И вот шел он во хмелю от шурина, обмывали новую телегу, шурин купил, красивая, колеса на железных гвоздиках. Шел он к себе вдоль берега, тропинку новую вытаптывая, в старую не попасть было, да поскользнулся и упал лицом в реку. Захлебнулся бы на смерть, а так воды напился с пиявками - все не пустая, а с мясом, почти суп. Но вынесла его сила не ведомая и положила на бережок и камыша не забыла под него постелить чтоб не простыл. И чудилось ему, что говорил с ним кто-то, - Рано тебе Иван, с земли уходить. За детьми смотри, оберегай, не давай Коленьки одному на речку ходить, он еще маленький.  И все это сквозь сон, а голос до боли знакомый, но уже забывать его стал. А когда вспомнил, что голос Глафире принадлежал, вскочил, да поздно, петухи уже пропели, пора и за работу браться. С той поры стал он после вечерке немного у реки прохаживаться. Чувство у него такое было, что любуется им кто из реки, и придумал он себе, что это Глафира его, и не умерла она, а водяной забрал к себе и неволит, не пускает дочку к мужу и деткам.
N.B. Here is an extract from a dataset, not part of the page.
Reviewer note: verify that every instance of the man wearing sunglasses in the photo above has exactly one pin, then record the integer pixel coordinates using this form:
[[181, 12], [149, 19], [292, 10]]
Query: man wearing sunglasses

Половодье спало, стало время для парома. Людей надобно возить, скарб их, товары. Работы прибавилось. Из головы никак не выходило, что жена его в невольницах у водяного. Однажды перевозил военных на пароме с ящиками тяжелыми, поинтересовался у них, что везут, если не тайна? Какая ж тайна, тож динамит, поджигаешь фитилек и бросаешь подальше от себя, фитилек догорит и взрыв устроит. 
- Продайте сие чудо.
- это казённое не продается, за пропажу и палкой можно получит от господ офицеров.
- а за литр, может потеряться пара кусочков?
- может и потеряться
- а за бочонок, может смыть волной пол ящика?
-может, ежели паромщик был пьян, а волна шла боком.
И как-то сразу нарисовался и бочонок, и пьяный паромщик, и волна пошла боком, штормило всех до утра. Только под утро город уснул, да и то после патруля на конях. Кони то не пьют, а если и пьют, то как лошади, а столько в бочонке не было.
В ночь на Ивана-Купалу, когда весь город пошел праздновать в поле на речку, Иван пошел к камышам и крикнул что есть мочи.
- Уплывай Глафира подальше, сейчас Водяного глушить буду.
Как будто показалось ему, что услышала она его, дала знать шорохом камышей в безветрие. Дал время жене уйти подальше, да и швырнул динамит в камыши. Взрыв был на славу, рыбы много повсплывало кверх брюхом. А водяного нет. Тогда он шарахнул еще одну динамитину. Водяного нет. Зато явился городовой с шашкой на голо.
- Кто ж этот поскудник тут войну устраивает?
- Так это ж, динамит взрывается, что вчера с борта смыло, вот стою людей не пускаю, чтобы никто не пострадал.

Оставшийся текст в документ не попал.